A preocupação, no entanto, vai além do curto prazo. Estimativas apontam que, no segundo semestre, especialmente em agosto, os reajustes podem atingir níveis ainda mais elevados, com aumentos acumulados entre 50% e 60% em comparação aos valores praticados no início do ano.
A Abegás, que representa as distribuidoras, afirma que o setor não possui margem financeira para absorver impactos dessa magnitude. A entidade defende uma atuação mais efetiva do governo federal para equilibrar o mercado energético.

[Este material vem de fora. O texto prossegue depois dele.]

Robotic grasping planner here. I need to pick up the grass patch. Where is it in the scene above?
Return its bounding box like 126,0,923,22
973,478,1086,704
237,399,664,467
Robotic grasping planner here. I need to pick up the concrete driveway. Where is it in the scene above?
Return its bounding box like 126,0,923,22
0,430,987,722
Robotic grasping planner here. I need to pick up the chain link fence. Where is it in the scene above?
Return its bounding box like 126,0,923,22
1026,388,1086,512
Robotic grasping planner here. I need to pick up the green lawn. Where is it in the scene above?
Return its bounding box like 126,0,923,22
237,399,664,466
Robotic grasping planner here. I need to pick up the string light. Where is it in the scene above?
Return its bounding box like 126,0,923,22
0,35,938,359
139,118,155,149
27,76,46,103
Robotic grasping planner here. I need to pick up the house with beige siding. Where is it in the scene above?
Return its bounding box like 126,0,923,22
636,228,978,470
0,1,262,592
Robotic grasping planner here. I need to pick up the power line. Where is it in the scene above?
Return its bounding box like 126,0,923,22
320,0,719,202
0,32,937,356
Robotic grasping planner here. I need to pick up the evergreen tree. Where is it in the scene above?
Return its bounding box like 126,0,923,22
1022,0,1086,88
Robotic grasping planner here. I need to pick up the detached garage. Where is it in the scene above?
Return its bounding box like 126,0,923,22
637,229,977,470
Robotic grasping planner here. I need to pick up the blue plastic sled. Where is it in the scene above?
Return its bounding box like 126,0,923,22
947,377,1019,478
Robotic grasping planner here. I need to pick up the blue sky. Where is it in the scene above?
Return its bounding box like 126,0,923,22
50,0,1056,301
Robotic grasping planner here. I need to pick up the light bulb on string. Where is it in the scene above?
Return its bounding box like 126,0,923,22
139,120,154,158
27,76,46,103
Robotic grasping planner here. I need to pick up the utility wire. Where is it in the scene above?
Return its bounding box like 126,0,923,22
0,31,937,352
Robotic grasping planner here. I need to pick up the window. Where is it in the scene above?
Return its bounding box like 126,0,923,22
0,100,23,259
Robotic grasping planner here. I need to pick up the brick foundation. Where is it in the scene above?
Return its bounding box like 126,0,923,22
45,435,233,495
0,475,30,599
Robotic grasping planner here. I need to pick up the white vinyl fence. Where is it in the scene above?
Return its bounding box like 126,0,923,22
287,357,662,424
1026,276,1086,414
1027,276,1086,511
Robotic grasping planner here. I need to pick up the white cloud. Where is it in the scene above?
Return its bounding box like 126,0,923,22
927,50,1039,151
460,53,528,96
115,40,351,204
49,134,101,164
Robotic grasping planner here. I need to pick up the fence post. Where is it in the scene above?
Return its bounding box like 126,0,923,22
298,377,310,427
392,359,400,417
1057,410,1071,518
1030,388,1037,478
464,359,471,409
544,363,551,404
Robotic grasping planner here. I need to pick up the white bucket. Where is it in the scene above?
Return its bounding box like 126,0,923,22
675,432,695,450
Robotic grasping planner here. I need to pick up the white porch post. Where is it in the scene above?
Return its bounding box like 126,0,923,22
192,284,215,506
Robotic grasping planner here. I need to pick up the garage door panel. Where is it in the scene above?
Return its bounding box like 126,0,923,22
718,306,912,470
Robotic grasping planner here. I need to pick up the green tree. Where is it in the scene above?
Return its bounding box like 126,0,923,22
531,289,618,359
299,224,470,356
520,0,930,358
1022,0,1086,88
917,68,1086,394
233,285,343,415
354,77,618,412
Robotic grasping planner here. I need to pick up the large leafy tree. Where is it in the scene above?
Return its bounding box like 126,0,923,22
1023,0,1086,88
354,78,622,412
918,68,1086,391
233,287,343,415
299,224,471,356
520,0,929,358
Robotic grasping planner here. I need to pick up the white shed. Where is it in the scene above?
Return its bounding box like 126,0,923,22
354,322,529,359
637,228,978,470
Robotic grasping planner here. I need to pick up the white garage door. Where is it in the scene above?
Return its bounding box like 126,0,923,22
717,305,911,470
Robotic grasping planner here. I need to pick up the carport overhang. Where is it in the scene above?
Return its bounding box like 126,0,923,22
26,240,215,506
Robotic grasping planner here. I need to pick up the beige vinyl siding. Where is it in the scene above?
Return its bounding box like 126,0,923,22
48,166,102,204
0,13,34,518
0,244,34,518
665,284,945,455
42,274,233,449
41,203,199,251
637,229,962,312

Nos últimos meses, o governo já implementou medidas para conter a alta de outros combustíveis, incluindo subsídios ao diesel, ao querosene de aviação e ao gás de cozinha. Para o setor de gás natural, porém, ainda não houve ações específicas.
Representantes da indústria argumentam que a ausência de incentivos pode comprometer a competitividade do gás natural frente a outras fontes de energia, inclusive aquelas consideradas mais poluentes. O cenário atual é influenciado também pelo contexto internacional, marcado por tensões geopolíticas que impactam diretamente o preço do petróleo.
Diante disso, cresce a pressão para que novas medidas sejam adotadas, evitando repasses expressivos ao consumidor final e possíveis impactos na economia.